In 2015, Nathan obtained his Master of Laws from the University of Toronto, where continues to study as a Doctorate of Juridical Science candidate. His dissertation examines miscarriages of justice in the Canadian bail system.

Nathan is also the Head Coach of the UNB Saint John Seawolves football team.

Courses taught

  • LAW2313 Legal Ethics & Professional Responsibility
  • LAW4043 Prosecution & Defense of Homicide

Selected publications

“Discerning Myths from Probative Evidence: The Ethical Role of Defence Counsel in Sexual Assault Cases” (2017) 38:2 For the Defence, 6–13.

“Schmaltz: The Need for Caution when Limiting Relevant Defence Cross-Examination in Sexual Assault Cases” (2015) 17 Criminal Reports (7th) 312–318.

“Police Discretion, Racial Profiling and Articulable Cause” (2004) 49 Criminal Law Quarterly 50–68.

“Eight Plus Twenty-Four-Two Equals Zero-Point-Five” (2003) 6 Criminal Reports (6th) 257–271.

“The Effects of Shropshire on Parole Ineligibility for Second Degree Murder” (2002) 1 Criminal Reports (6th) 324–341.

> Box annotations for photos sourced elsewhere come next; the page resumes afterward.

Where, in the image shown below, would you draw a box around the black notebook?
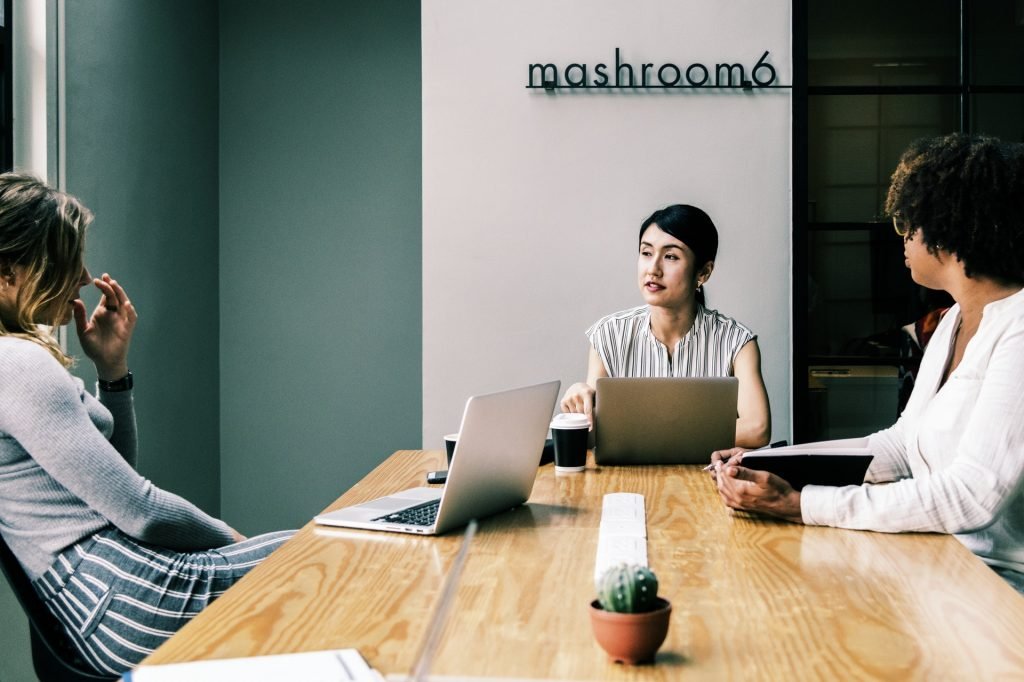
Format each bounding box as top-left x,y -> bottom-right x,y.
740,445 -> 873,491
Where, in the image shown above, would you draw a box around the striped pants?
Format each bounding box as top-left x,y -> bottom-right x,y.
34,529 -> 295,675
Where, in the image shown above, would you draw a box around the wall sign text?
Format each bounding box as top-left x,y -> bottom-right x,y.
526,47 -> 791,91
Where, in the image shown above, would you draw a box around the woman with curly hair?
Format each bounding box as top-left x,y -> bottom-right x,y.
712,134 -> 1024,593
0,173 -> 292,675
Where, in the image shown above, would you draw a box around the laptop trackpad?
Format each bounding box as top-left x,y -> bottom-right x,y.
352,487 -> 441,513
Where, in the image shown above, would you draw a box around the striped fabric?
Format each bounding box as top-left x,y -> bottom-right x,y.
34,522 -> 295,675
587,305 -> 756,377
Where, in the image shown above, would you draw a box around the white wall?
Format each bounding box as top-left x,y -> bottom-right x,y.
423,0 -> 792,447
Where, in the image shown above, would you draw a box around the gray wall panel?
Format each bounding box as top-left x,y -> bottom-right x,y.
220,0 -> 422,532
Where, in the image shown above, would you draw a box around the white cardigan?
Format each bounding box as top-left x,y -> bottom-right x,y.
801,290 -> 1024,571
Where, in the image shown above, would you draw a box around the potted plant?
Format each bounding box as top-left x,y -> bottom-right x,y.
590,563 -> 672,666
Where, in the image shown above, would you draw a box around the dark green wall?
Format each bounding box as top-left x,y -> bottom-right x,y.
220,0 -> 422,532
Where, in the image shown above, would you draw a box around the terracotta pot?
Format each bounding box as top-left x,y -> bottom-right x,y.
590,597 -> 672,666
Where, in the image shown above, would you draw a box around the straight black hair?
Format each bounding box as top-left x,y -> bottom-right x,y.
638,204 -> 718,305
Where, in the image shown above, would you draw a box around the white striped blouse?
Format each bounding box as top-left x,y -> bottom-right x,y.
587,305 -> 757,377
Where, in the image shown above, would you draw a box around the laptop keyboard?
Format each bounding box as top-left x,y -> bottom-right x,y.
374,500 -> 441,525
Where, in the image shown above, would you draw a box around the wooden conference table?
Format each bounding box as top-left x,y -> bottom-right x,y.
145,451 -> 1024,681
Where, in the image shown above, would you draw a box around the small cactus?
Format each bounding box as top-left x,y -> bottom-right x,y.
597,563 -> 657,613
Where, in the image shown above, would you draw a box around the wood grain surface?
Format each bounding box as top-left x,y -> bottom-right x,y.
144,451 -> 1024,681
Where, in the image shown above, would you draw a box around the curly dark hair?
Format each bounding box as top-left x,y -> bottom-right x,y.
885,133 -> 1024,285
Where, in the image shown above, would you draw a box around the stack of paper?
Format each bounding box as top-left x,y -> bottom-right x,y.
122,649 -> 384,682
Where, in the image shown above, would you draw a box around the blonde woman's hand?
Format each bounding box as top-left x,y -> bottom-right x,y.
74,272 -> 138,381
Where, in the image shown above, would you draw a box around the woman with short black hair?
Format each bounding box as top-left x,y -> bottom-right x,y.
561,204 -> 771,447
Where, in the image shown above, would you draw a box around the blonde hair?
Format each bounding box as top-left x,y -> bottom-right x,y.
0,173 -> 92,367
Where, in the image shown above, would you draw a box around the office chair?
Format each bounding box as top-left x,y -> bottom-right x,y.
0,538 -> 119,682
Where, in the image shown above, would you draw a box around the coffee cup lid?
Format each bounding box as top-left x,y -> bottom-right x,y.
551,412 -> 590,429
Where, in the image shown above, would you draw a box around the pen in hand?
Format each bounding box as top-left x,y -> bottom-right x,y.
703,440 -> 788,471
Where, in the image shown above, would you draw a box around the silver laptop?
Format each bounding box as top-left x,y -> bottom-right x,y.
594,377 -> 739,465
313,381 -> 561,536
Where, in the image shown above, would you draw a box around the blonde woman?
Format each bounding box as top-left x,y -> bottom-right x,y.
0,173 -> 292,675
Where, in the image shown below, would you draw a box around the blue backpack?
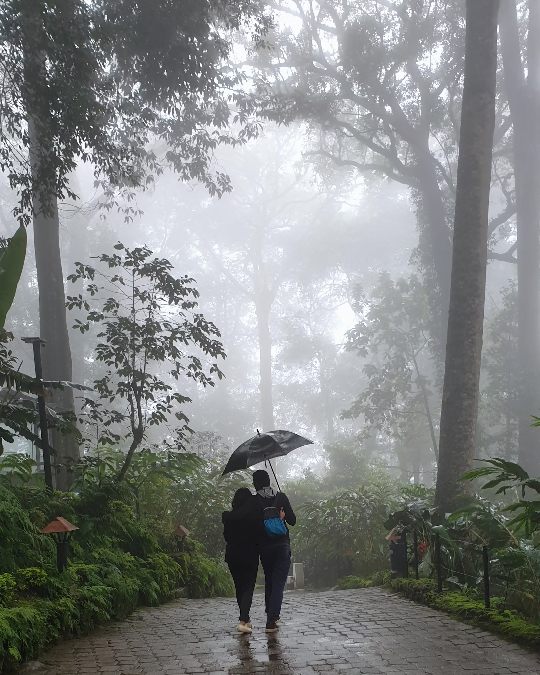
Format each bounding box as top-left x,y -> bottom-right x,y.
263,495 -> 288,537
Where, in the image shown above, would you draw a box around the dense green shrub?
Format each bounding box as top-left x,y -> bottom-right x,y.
336,571 -> 390,591
291,471 -> 399,586
0,485 -> 236,671
391,579 -> 540,647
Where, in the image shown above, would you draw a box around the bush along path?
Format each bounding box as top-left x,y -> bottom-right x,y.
390,579 -> 540,649
14,588 -> 540,675
0,484 -> 232,672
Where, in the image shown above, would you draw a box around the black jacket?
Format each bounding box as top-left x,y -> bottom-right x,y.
221,509 -> 260,565
222,492 -> 296,549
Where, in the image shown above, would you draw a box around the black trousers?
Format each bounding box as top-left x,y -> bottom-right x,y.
261,542 -> 291,621
227,558 -> 259,622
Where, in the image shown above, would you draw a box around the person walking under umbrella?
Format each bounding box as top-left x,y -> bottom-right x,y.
221,488 -> 261,633
222,429 -> 313,633
253,469 -> 296,633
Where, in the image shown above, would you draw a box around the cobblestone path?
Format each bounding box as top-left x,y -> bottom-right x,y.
23,589 -> 540,675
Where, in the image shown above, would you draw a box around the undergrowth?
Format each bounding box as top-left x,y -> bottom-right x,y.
0,485 -> 232,672
390,579 -> 540,648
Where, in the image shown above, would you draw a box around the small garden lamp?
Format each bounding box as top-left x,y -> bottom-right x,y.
41,516 -> 79,572
174,525 -> 189,541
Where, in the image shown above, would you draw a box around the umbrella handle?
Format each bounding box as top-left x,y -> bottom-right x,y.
264,460 -> 281,492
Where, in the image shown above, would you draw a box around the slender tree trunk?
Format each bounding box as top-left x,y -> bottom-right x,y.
417,156 -> 452,362
411,352 -> 439,462
501,0 -> 540,473
253,227 -> 274,431
24,2 -> 79,490
435,0 -> 499,511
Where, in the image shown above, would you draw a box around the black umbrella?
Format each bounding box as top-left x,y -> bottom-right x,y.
222,429 -> 313,488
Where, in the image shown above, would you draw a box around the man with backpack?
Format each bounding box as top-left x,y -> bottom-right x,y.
253,469 -> 296,633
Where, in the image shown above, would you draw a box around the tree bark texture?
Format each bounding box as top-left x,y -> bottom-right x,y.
417,154 -> 452,364
253,227 -> 274,431
435,0 -> 499,511
501,0 -> 540,474
24,2 -> 79,490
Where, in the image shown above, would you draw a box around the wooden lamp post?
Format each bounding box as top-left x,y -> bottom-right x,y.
41,516 -> 79,572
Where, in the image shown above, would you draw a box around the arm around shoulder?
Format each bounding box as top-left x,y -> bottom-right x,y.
281,492 -> 296,526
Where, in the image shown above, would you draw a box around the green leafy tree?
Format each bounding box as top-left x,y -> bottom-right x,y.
345,273 -> 438,476
67,243 -> 225,480
0,0 -> 265,488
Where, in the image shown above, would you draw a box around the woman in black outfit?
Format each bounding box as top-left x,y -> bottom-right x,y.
222,488 -> 259,633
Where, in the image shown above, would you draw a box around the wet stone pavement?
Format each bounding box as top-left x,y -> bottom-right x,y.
22,589 -> 540,675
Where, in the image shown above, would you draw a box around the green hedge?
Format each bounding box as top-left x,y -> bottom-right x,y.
0,486 -> 233,672
390,579 -> 540,648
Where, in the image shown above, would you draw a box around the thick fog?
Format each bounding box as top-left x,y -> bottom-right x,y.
0,2 -> 534,492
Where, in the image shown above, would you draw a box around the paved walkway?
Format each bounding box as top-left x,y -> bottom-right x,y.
23,589 -> 540,675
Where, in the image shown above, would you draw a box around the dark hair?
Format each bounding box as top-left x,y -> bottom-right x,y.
232,488 -> 252,509
253,469 -> 270,490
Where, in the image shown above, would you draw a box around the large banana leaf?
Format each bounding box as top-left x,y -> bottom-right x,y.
0,225 -> 26,330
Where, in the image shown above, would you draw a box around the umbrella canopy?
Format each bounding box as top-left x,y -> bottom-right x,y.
222,429 -> 313,476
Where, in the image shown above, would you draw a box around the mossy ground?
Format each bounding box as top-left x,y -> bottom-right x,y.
390,579 -> 540,649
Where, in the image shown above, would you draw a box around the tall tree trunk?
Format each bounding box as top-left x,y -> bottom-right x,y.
28,123 -> 79,490
24,2 -> 79,490
435,0 -> 499,511
253,226 -> 274,431
417,155 -> 452,362
501,0 -> 540,473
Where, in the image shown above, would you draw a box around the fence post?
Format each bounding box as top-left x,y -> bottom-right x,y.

“Regan: The Residual Category of Abuse of Process Continues to Shrink” (2002) 49 Criminal Reports (5th) 87–94.

Twitter doesn’t do the Ghomeshi trial justice. There is a better alternative.” (2 February 2016) The Globe and Mail online.

How to stop the police from lying” (5 May 2015) The Toronto Star online.

The Courts did not side with the criminals” (22 April 2015) The National Post online.